Однако конкретный человек – существо не абсолютно нравственное; потребительская чувственность есть неотъемлемая составляющая человеческого сознания, хотя бы потому, что человек обладает телом – включённой в мир материальной формой. Следовательно, конфликт между потребительской и нравственной составляющими чувственной сферы сознания неизбежен. Он проявляется, если, признавая тождественность ценности иного «Я» ценности своего собственного «Я», человек всё же (под влиянием каких-то причин) поступает вопреки состоянию любви, вопреки пониманию иного. Чувственным воплощением этого конфликта и выступает совесть в отрицательной её форме – как укоры, стыд и тому подобное. Поступая же в согласии с состоянием любви, осуществляя понимание в конкретном поступке, человек сознаёт истинность, непротиворечивость, гармоничность поведения, и тогда совесть заявляет о себе положительно – как признание соответствия человека своей сущности, как состояние собственного достоинства.

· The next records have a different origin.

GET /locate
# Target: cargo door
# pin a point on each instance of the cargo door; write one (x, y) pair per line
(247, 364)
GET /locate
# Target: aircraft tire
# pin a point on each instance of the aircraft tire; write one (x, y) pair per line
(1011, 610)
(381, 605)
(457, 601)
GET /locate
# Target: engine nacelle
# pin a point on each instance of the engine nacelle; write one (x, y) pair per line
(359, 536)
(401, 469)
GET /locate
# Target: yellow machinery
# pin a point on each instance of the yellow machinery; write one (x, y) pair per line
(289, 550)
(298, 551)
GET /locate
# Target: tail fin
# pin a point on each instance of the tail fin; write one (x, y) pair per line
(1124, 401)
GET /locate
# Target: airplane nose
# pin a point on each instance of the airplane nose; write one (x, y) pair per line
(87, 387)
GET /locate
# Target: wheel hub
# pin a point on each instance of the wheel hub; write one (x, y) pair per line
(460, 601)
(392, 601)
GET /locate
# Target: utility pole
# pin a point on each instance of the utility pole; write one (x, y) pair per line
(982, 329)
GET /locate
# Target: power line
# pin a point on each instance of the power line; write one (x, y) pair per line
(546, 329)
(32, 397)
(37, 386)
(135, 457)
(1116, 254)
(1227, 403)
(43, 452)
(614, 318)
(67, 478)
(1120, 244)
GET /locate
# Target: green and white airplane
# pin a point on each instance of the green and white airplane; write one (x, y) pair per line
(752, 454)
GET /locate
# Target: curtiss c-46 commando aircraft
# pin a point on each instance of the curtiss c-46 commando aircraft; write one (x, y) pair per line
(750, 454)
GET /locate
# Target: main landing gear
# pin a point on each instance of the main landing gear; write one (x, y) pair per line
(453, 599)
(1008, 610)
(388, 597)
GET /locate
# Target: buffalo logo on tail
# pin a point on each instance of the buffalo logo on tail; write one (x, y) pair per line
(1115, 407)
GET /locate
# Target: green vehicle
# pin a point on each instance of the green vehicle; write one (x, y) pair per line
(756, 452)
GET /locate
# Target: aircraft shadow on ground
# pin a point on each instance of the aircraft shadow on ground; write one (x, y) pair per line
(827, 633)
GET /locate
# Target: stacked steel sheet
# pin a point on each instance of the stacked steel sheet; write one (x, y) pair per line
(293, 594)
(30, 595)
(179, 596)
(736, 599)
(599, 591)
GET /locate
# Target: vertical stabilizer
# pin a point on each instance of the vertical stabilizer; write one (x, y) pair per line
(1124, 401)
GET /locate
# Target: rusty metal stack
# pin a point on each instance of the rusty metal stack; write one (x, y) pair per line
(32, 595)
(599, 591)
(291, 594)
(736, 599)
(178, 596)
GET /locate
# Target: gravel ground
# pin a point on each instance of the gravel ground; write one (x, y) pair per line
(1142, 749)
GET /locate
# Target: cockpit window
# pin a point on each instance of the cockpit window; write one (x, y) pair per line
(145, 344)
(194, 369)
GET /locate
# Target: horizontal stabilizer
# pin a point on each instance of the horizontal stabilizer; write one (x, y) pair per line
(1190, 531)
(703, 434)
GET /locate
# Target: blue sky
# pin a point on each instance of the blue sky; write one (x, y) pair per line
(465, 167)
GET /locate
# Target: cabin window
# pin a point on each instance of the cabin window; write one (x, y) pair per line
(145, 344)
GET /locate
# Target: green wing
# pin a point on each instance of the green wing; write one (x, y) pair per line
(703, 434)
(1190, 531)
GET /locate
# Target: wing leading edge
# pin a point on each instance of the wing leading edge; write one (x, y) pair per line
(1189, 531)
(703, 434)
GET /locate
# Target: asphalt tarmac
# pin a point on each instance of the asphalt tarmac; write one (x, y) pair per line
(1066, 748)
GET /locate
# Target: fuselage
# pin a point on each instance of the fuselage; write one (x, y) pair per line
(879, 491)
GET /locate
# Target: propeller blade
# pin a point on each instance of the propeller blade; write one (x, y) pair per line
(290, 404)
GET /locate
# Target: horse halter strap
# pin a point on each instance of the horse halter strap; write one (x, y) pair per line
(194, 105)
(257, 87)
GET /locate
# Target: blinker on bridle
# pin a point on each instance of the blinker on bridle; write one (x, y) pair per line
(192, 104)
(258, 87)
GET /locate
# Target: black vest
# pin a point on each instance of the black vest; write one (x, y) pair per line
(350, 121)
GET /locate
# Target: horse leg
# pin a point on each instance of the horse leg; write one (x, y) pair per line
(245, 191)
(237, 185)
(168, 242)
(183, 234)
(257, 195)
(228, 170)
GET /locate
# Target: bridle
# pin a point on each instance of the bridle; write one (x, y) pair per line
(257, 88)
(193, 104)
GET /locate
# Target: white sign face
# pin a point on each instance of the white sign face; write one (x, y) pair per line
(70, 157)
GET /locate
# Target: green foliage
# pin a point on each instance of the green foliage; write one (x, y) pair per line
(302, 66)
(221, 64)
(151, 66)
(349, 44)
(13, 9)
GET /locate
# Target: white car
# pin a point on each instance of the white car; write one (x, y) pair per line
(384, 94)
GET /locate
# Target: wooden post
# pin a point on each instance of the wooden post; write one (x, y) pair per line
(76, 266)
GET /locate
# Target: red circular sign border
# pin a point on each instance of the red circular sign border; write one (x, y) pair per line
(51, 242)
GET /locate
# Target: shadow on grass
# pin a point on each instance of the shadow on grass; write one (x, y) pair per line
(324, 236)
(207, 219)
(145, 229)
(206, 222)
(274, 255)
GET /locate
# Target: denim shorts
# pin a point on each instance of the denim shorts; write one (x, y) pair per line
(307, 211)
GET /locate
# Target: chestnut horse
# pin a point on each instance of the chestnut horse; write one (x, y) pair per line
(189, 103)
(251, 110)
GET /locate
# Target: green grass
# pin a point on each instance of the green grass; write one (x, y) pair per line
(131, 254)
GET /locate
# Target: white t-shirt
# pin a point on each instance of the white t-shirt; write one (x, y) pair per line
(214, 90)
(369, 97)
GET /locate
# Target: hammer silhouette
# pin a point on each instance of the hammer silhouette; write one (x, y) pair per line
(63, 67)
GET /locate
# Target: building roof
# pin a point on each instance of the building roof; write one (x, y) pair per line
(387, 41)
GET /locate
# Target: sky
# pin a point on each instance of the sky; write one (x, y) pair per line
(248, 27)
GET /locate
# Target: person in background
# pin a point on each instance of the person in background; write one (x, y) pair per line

Таким образом, мы видим, что совесть есть неотъемлемая составляющая деятельности нравственного чувства в человеческом сознании, точнее, оборотная сторона реализации сущностно-человечного в сфере чувственности. Рациональным результатом деятельности нравственного чувства является феномен понимания, который содержит смысл, как когнитивно-образная составляющая поступка, направленного на благо другого человека. Осуществляется феномен понимания в конкретной нравственной деятельности, определённой феноменом совести, который является законом сущностного поведения человека. Здесь, в совестливом действии, проявляется нравственная самодетерминация человека – поступать так, как требует того совесть и нравственное чувство.


Хайдеггер М. Введение в метафизику. СПб.: НОУ «Высшая религиозно-философская школа». 1998. С. 276.

Сартр Ж.-П. Трансцендентность Эго // Ж.-П. Сартр // Логос, 2003, № 2 (37). – С. 91.

Kurtz P. The New Skepticism. Inquiry and Reliable Knowledge. Buffalo, Prometheus Books, 1992.

Арсеньев А. С. Философские основания понимания личности. М., Академия, 2001. С. 250.

Кьеркегор С. Страх и трепет. М., 1993. С. 253.

Роднов Л. Н. Сознание. Познание. Личность. Кострома, 1995. – С. 74.

Гегель Г. В. Ф. Феноменология духа. // Гегель Г. В. Ф. Сочинения. В 14 т. Т. 4. М., 1959. – С. 100.

См.: Роднов Л. Н. Философия. Краткий курс. Кострома, 2006. – С. 100.